When the answer is No in step 301, the procedure proceeds to step 303 in which the computer determines whether the learning of the correction amount FAF is completed. When the learning is completed, the procedure proceeds to step 304 in which the learning complete flag is turned ON, which is stored in the backup RAM 30. When the learning is not completed, the learning complete flag is maintained at OFF.

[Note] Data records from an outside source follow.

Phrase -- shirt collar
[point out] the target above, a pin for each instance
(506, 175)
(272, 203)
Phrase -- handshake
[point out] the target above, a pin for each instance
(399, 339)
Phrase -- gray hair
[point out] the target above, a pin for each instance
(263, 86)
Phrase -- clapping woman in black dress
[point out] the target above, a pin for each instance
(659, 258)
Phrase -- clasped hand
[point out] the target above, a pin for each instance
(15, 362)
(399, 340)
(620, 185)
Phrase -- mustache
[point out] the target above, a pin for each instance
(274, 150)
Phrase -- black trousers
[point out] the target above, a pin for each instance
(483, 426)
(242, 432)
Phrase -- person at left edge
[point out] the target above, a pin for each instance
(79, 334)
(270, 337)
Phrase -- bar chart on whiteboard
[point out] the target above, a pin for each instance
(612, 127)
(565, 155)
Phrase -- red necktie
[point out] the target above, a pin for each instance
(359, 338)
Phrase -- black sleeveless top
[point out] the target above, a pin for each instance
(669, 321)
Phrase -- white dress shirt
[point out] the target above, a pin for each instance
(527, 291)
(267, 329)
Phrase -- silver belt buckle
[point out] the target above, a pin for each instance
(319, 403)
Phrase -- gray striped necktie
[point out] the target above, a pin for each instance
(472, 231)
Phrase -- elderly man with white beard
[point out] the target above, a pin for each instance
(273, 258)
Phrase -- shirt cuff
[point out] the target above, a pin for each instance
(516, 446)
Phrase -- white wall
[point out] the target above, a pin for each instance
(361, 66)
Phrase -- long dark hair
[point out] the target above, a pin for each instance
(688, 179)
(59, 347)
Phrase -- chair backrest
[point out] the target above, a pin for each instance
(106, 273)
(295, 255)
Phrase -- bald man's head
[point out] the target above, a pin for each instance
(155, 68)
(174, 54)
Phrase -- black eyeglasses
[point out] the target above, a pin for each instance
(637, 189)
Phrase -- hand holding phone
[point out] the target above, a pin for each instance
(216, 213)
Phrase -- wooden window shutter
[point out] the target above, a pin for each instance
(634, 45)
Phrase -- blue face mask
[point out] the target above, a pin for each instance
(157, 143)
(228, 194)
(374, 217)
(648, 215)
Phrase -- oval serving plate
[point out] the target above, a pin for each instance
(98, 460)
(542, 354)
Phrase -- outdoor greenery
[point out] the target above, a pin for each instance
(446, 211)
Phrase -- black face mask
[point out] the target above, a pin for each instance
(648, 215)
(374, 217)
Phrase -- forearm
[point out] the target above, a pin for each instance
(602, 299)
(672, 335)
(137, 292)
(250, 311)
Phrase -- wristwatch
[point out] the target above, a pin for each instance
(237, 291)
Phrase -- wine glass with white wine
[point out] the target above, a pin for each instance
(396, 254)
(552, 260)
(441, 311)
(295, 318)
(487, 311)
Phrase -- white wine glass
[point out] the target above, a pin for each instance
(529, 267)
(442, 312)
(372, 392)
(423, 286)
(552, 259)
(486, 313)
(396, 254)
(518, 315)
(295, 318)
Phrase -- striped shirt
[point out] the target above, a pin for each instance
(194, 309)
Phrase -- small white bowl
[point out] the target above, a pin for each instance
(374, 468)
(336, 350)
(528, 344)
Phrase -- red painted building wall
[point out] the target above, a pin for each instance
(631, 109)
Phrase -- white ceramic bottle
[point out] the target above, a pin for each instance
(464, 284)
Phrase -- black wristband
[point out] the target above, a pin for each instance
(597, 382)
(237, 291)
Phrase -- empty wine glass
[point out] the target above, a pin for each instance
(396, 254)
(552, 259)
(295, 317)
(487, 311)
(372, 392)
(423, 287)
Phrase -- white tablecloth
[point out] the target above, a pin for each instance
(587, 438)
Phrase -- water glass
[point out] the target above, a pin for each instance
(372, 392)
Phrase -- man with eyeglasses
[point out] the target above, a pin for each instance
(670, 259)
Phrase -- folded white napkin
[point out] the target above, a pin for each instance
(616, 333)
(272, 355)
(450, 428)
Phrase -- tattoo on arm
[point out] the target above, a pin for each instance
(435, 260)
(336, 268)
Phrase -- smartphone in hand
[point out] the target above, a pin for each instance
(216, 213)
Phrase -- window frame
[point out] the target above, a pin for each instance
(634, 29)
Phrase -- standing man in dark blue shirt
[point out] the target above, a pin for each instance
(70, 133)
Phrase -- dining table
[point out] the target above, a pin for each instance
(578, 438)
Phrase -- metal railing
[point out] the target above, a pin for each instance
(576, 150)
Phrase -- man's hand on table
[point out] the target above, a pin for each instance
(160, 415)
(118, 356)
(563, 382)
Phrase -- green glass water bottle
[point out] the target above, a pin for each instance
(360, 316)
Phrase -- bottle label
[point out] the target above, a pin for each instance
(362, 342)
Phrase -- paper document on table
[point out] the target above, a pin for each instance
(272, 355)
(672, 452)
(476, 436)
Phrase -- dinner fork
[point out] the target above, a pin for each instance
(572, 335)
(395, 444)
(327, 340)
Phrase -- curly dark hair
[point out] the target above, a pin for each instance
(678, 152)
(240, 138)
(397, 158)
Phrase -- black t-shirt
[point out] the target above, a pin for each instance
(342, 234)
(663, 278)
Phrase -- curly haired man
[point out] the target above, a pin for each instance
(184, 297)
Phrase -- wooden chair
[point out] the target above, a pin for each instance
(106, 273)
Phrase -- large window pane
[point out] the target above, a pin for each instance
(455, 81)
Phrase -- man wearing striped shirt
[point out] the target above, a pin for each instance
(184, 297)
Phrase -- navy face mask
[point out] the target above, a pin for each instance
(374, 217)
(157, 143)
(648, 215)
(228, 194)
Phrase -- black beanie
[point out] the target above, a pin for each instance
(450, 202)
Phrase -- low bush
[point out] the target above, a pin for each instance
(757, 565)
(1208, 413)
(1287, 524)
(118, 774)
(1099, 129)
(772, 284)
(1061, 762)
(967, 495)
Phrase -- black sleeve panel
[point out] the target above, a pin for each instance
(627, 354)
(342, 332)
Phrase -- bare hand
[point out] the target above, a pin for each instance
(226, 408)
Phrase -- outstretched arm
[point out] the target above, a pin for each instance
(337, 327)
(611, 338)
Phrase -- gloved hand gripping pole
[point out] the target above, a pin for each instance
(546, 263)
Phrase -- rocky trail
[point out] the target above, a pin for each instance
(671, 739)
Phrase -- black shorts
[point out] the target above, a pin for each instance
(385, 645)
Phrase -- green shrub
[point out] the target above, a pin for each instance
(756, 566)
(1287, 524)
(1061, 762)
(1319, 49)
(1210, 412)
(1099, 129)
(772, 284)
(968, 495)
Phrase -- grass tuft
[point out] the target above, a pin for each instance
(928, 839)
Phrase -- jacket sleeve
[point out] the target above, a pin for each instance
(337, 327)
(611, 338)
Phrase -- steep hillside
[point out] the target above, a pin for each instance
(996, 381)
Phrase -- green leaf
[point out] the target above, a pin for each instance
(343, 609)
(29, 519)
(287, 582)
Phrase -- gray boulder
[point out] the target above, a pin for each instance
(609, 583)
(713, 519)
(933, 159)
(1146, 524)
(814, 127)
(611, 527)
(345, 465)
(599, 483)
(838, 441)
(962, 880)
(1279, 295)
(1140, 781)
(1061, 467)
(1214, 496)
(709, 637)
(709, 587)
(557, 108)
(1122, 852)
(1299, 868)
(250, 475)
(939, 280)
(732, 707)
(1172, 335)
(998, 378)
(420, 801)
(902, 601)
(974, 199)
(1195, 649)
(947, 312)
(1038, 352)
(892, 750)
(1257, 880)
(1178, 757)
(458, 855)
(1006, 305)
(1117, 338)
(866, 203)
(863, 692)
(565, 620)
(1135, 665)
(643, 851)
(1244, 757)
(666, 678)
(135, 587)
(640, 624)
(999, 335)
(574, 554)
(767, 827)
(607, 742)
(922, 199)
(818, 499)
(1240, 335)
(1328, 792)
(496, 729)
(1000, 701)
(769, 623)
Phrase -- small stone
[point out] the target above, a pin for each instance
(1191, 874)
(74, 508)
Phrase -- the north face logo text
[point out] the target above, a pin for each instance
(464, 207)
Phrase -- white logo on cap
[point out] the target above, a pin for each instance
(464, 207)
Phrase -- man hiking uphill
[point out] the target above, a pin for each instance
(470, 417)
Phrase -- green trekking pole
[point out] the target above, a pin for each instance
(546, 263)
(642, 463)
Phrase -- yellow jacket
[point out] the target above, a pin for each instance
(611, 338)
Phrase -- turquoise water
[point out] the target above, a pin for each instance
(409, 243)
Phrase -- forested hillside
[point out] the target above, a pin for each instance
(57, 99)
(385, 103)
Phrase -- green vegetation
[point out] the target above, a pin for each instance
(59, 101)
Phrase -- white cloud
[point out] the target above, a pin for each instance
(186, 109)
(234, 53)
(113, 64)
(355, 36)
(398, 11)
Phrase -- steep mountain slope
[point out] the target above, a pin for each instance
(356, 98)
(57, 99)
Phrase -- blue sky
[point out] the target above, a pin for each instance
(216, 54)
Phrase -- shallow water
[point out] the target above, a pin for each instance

Then, the procedure proceeds to step 305 in which the computer determines whether the learning complete flag is OFF. When the answer is Yes in step 305, the procedure proceeds to step 306 in which the stable determination value Kst is set at the maximum value Kstmax.

When the answer is NO in step 305, the procedure proceeds to step 307 in which the smoothed value FAFave of the correction amount FAF is computed. Then, the procedure proceeds to step 308 in which the deviation amount Abs(FAFave−1) is computed and the stable determination value Kst is derived by use of the map shown in FIG. 5.

After the stable determination value Kst is established in step 306 or 308, the procedure proceeds to step 309 in which the computer determines whether the variation width Abs(FAF−FAFave) is within the stable determination value Kst. In steps 310 and 311, the stable-time counter Cnt measures a duration in which the variation width Abs(FAF−FAFave) of the correction amount FAF within the stable determination value Kst. In step 312, the computer determines whether the count value of the stabletime counter Cnt exceeds a predetermined value T. When the answer is Yes, the procedure proceeds to step 313 in which the learning permit flag is turned ON. When the answer is No, the procedure proceeds to step 314 in which the learning permit flag is turned OFF.

According to the third embodiment, the same advantage can be achieved as the first embodiment.

The present invention is not limited to an intake port injection engine. The present invention can be applied to a direct injection engine or a dual injection engine.